System Design: Design the Amazon Recently Viewed Items Page API

I enjoy working through system design problems. It helps me think how I will design interesting features of various systems. I will post design solutions to interesting problems.

Today, I will share how I will design Amazon recently viewed items page. You can view this page by going to https://www.amazon.com/gp/history/

To me it showed last 73 items I viewed on Amazon.com. I don’t think they are showing last N items rather they are showing items that I viewed in last X days(or months) with some max limit.

Let’s redefine problem now that we better understand it.

Design the Amazon recently viewed items page API. The recently viewed items are all the items that you viewed in the last 6 months.
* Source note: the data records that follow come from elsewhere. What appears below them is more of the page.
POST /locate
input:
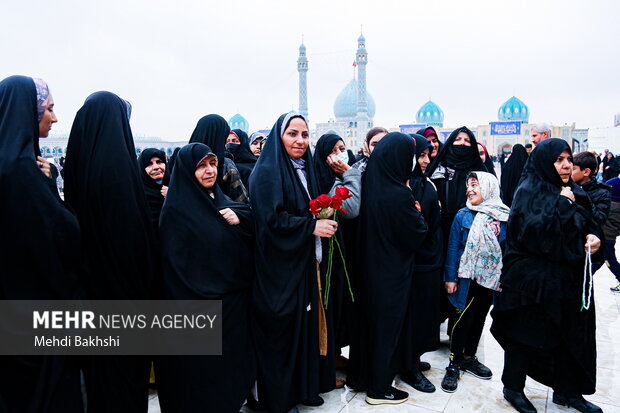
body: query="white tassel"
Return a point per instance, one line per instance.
(587, 272)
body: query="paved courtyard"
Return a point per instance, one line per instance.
(475, 395)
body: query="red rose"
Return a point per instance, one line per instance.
(342, 192)
(324, 201)
(314, 207)
(336, 202)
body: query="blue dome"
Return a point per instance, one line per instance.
(345, 107)
(431, 114)
(239, 122)
(514, 109)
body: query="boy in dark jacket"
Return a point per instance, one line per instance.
(612, 231)
(585, 168)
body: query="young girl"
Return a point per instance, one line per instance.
(472, 270)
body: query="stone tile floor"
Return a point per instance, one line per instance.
(475, 395)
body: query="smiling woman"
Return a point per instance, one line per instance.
(286, 304)
(155, 179)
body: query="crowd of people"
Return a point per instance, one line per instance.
(425, 234)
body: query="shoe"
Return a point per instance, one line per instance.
(340, 383)
(476, 369)
(313, 401)
(418, 381)
(518, 400)
(577, 402)
(393, 396)
(424, 366)
(451, 380)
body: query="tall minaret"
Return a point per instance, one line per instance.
(302, 68)
(361, 59)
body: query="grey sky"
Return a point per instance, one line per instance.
(177, 61)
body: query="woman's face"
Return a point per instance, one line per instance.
(255, 147)
(474, 195)
(374, 141)
(434, 140)
(206, 172)
(424, 159)
(339, 148)
(48, 118)
(462, 139)
(564, 165)
(296, 138)
(156, 168)
(233, 138)
(482, 153)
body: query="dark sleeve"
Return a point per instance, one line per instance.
(601, 203)
(453, 257)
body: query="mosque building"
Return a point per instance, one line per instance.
(354, 108)
(512, 127)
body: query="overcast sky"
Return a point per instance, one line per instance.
(176, 61)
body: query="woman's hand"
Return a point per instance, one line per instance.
(594, 241)
(45, 166)
(325, 228)
(230, 216)
(568, 193)
(338, 166)
(451, 287)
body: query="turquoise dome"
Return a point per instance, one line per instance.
(513, 109)
(430, 114)
(239, 122)
(345, 107)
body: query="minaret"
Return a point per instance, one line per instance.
(302, 68)
(361, 59)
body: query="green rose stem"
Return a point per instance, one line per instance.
(328, 275)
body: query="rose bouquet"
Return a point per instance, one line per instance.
(325, 206)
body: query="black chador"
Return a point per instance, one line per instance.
(511, 172)
(243, 156)
(152, 188)
(103, 186)
(538, 316)
(392, 231)
(285, 294)
(39, 254)
(423, 315)
(206, 258)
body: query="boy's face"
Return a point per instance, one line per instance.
(581, 176)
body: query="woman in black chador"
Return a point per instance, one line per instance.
(242, 154)
(511, 173)
(200, 222)
(392, 231)
(330, 164)
(104, 188)
(212, 130)
(544, 316)
(448, 171)
(39, 248)
(423, 310)
(288, 318)
(155, 177)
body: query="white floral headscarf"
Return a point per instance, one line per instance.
(43, 94)
(482, 256)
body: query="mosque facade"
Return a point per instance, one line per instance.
(354, 108)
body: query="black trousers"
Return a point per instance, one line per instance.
(469, 322)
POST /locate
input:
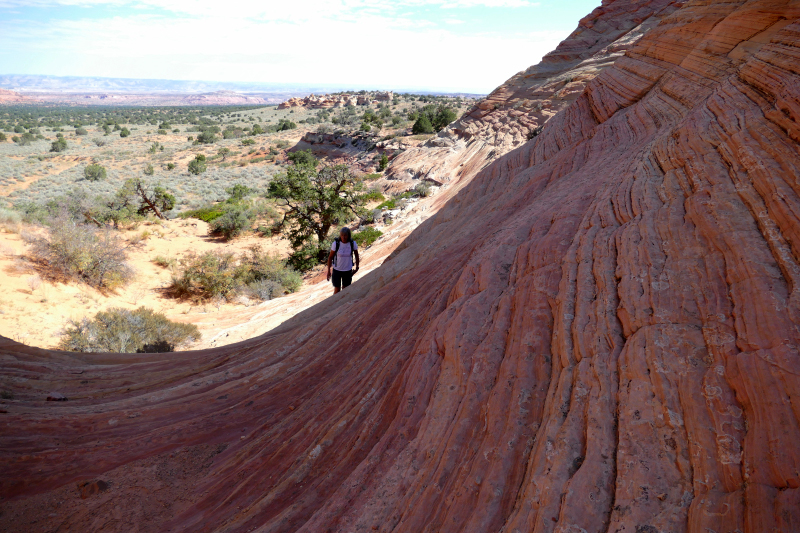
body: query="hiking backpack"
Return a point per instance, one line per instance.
(352, 251)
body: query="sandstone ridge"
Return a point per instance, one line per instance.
(328, 101)
(598, 332)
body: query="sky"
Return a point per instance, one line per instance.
(437, 45)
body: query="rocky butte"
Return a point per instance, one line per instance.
(596, 331)
(328, 101)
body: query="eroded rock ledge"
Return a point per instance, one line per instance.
(598, 333)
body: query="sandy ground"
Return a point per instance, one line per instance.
(34, 310)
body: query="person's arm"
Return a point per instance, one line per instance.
(330, 259)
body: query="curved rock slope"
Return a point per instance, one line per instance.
(514, 111)
(598, 333)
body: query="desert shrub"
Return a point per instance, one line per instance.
(217, 274)
(423, 189)
(233, 222)
(422, 125)
(94, 172)
(9, 216)
(80, 253)
(391, 203)
(432, 118)
(374, 196)
(367, 236)
(309, 254)
(206, 214)
(206, 137)
(120, 330)
(284, 124)
(303, 157)
(26, 139)
(165, 262)
(198, 165)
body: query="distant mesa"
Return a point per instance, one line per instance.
(328, 101)
(13, 97)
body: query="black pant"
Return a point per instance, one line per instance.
(342, 279)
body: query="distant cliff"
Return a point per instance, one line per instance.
(597, 330)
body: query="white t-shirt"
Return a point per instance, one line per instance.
(344, 259)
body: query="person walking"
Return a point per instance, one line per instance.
(343, 250)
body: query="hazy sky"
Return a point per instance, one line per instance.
(449, 45)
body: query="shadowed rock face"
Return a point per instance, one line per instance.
(598, 333)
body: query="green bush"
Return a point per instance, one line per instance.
(422, 125)
(423, 189)
(79, 253)
(198, 165)
(206, 214)
(9, 216)
(308, 255)
(216, 274)
(367, 236)
(94, 172)
(391, 203)
(120, 330)
(206, 137)
(374, 196)
(59, 145)
(27, 139)
(233, 222)
(303, 157)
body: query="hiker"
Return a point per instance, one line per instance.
(341, 257)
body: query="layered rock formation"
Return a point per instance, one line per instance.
(13, 97)
(599, 332)
(516, 111)
(328, 101)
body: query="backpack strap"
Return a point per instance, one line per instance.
(337, 241)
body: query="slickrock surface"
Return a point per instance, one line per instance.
(597, 333)
(517, 109)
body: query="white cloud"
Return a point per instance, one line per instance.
(356, 43)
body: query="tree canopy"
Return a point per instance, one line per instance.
(316, 201)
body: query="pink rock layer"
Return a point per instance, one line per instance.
(598, 333)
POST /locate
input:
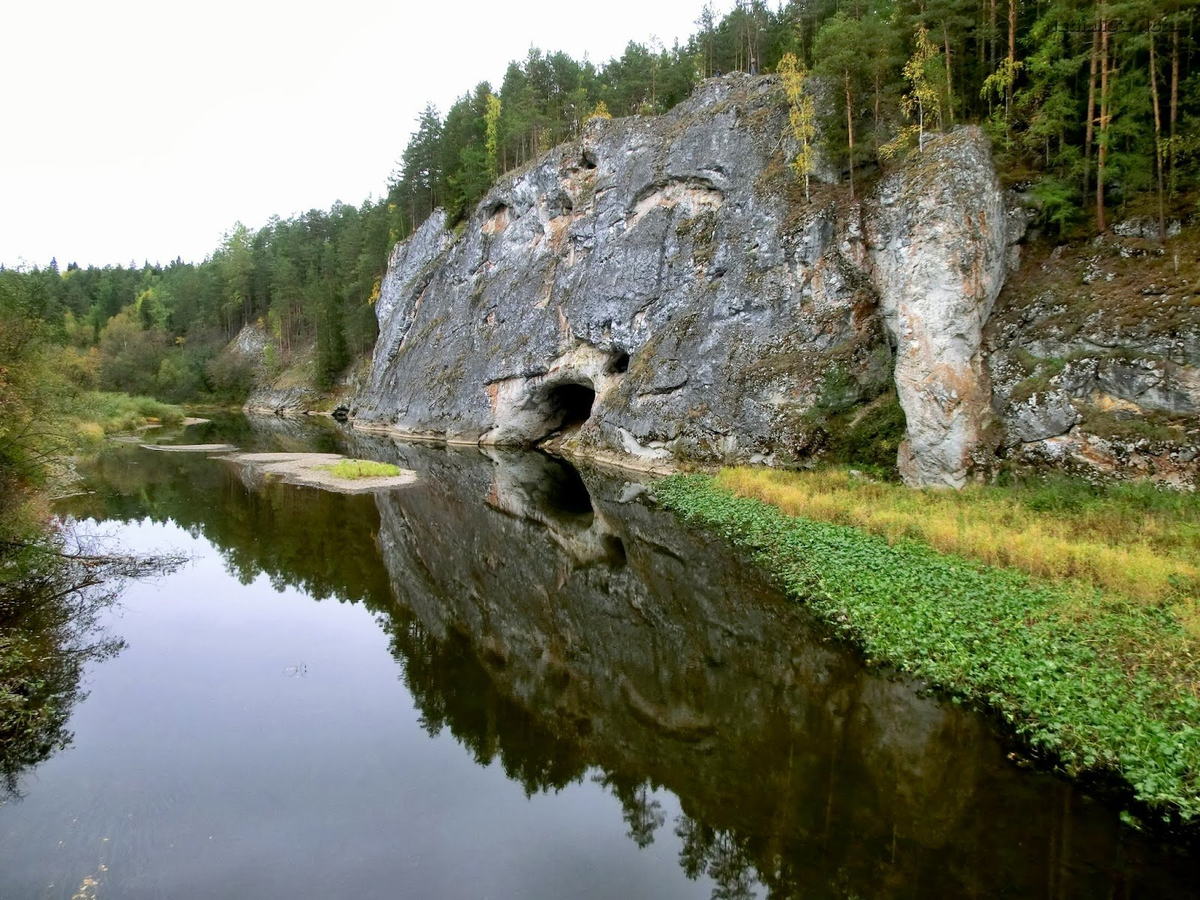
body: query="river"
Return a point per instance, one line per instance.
(509, 679)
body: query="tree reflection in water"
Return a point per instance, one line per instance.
(570, 636)
(52, 597)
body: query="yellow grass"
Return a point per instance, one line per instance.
(1146, 558)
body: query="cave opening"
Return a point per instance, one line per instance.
(570, 405)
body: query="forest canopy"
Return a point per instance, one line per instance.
(1092, 106)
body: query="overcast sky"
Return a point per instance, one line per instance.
(141, 131)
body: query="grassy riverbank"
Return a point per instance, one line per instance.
(95, 414)
(1099, 678)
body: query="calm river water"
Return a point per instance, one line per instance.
(509, 679)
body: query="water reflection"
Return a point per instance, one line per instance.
(558, 628)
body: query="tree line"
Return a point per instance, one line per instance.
(1091, 105)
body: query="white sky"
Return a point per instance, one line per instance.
(143, 130)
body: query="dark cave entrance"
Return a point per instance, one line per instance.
(569, 406)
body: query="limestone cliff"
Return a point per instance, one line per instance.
(661, 288)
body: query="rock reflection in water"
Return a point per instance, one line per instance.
(569, 635)
(563, 641)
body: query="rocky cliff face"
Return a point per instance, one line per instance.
(661, 289)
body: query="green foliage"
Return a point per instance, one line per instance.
(801, 115)
(1059, 204)
(119, 412)
(1092, 681)
(361, 468)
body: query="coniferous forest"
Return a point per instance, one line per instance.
(1093, 107)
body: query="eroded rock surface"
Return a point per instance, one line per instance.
(659, 289)
(939, 247)
(652, 282)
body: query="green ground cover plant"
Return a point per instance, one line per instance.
(1097, 681)
(361, 468)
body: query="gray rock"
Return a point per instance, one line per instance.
(1043, 415)
(654, 283)
(939, 239)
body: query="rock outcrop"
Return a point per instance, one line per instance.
(1093, 353)
(939, 240)
(660, 289)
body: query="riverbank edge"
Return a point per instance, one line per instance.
(983, 634)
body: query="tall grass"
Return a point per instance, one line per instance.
(361, 468)
(1098, 681)
(97, 413)
(1138, 541)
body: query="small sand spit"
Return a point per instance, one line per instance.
(190, 448)
(307, 469)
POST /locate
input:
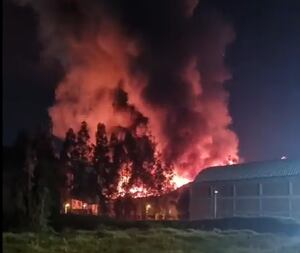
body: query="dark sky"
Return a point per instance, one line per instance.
(264, 61)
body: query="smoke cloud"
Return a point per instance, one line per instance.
(168, 56)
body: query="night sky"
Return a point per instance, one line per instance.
(264, 61)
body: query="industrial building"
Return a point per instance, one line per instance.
(257, 189)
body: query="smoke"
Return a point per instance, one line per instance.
(167, 57)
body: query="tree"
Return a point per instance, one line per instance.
(84, 172)
(103, 167)
(45, 187)
(67, 165)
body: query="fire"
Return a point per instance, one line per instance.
(175, 80)
(180, 181)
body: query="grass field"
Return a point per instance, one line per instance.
(150, 240)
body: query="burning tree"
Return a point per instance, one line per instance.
(106, 171)
(127, 166)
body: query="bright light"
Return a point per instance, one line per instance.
(179, 181)
(67, 205)
(148, 206)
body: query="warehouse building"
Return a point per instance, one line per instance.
(270, 189)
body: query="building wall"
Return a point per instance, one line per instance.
(279, 197)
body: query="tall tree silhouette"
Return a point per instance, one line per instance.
(67, 166)
(101, 162)
(85, 176)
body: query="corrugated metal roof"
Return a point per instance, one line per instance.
(251, 170)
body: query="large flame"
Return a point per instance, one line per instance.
(171, 76)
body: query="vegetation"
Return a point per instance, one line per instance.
(40, 181)
(150, 240)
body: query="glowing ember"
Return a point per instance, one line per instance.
(175, 80)
(179, 181)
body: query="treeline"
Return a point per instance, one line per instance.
(38, 178)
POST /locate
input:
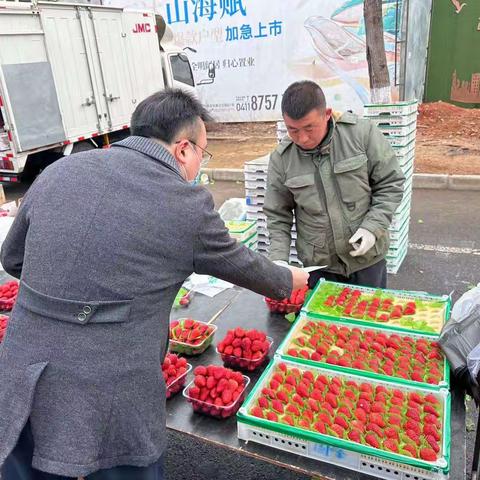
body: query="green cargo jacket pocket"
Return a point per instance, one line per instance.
(312, 251)
(353, 183)
(305, 193)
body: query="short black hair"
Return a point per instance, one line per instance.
(168, 113)
(300, 98)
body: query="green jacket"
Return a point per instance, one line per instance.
(351, 180)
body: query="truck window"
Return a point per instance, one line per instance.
(181, 69)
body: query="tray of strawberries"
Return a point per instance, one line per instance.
(406, 358)
(190, 337)
(3, 326)
(8, 295)
(175, 370)
(244, 349)
(293, 304)
(216, 391)
(360, 417)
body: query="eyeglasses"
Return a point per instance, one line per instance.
(206, 156)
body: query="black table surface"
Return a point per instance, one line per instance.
(249, 310)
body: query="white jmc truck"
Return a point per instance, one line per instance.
(72, 74)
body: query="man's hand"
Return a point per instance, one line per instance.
(299, 276)
(362, 241)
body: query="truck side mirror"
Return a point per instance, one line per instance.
(211, 70)
(211, 75)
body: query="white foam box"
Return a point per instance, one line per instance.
(393, 109)
(400, 141)
(399, 131)
(393, 120)
(403, 151)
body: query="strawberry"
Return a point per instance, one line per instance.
(337, 430)
(373, 427)
(413, 414)
(390, 432)
(372, 440)
(378, 407)
(412, 425)
(332, 400)
(293, 410)
(277, 405)
(431, 399)
(361, 414)
(339, 420)
(428, 454)
(409, 450)
(378, 419)
(298, 400)
(272, 416)
(302, 390)
(429, 409)
(364, 404)
(290, 379)
(263, 402)
(288, 420)
(391, 444)
(345, 411)
(433, 443)
(320, 427)
(309, 414)
(313, 404)
(414, 396)
(304, 424)
(257, 412)
(413, 436)
(430, 430)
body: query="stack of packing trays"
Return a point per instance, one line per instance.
(245, 232)
(343, 452)
(398, 122)
(255, 187)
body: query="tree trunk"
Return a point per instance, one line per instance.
(380, 91)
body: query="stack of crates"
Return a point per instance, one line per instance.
(244, 232)
(255, 187)
(398, 122)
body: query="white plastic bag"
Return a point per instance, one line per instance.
(465, 304)
(473, 362)
(233, 209)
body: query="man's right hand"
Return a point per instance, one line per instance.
(299, 277)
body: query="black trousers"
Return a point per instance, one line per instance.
(18, 466)
(374, 276)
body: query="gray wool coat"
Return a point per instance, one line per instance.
(102, 243)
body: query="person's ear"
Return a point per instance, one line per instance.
(181, 151)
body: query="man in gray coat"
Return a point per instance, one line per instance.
(101, 244)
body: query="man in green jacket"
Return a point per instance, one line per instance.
(339, 176)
The max count of items could be 100.

Scale of the API

It is important to understand scale of the system as that guide us to make better design decisions.

Amazon had 300 million users in 2017. We can expect it has added 100 million more users by 2019. So, we can assume it has 400 million users.
We can expect 10% of these users are active on a given day. This give us 40 million active users
Amazon.com shows 1 recently viewed item on its home page. This give us 40 million API calls to the recently viewed items page API. But, users typically go to the home page more than once. Let’s assume on average a user views the home page 5 times. So, 40 million * 5 == 200 million API calls. Also, we can assume that 50% of the active users view their history page once in a day. So, total we will have 200 million + 20 million = 220 million calls to the API. I don’t know actual numbers. These are just back of the envelope calculations. This is equivalent to 2500 requests per second.
The API should send respond under 200 milli seconds.
I don’t this API is critical so it is fine if it is eventual consistent.

Things to consider

To help us come with the high level design of the API we have to think about the following:

How will the system know which items are viewed by a user?
How will data be stored?
How will data be read by user?

Let’s answer each of them.

How will the system know which items are viewed by a user?

I think the can be solved by publishing an event on a queue when user views an item. I am assuming there will be an item/product service that will help render the product page. This API will publish a ItemViewed event on a queue that will be read by the recently viewed item API.

How will data be stored in the system?

As you might have guessed as well, we only need to provide the read API to the user. We will cover that in next section. I think system will have better scalability characteristics if we separate writes from reads. In the previous section, I said that there will be an event ItemViewed that will be published on a queue. The write side of the API will consume message written to the queue. Writer will read events from the queue and store it in a permanent storage and in-memory storage. The in-memory storage will be used by the read side of the API.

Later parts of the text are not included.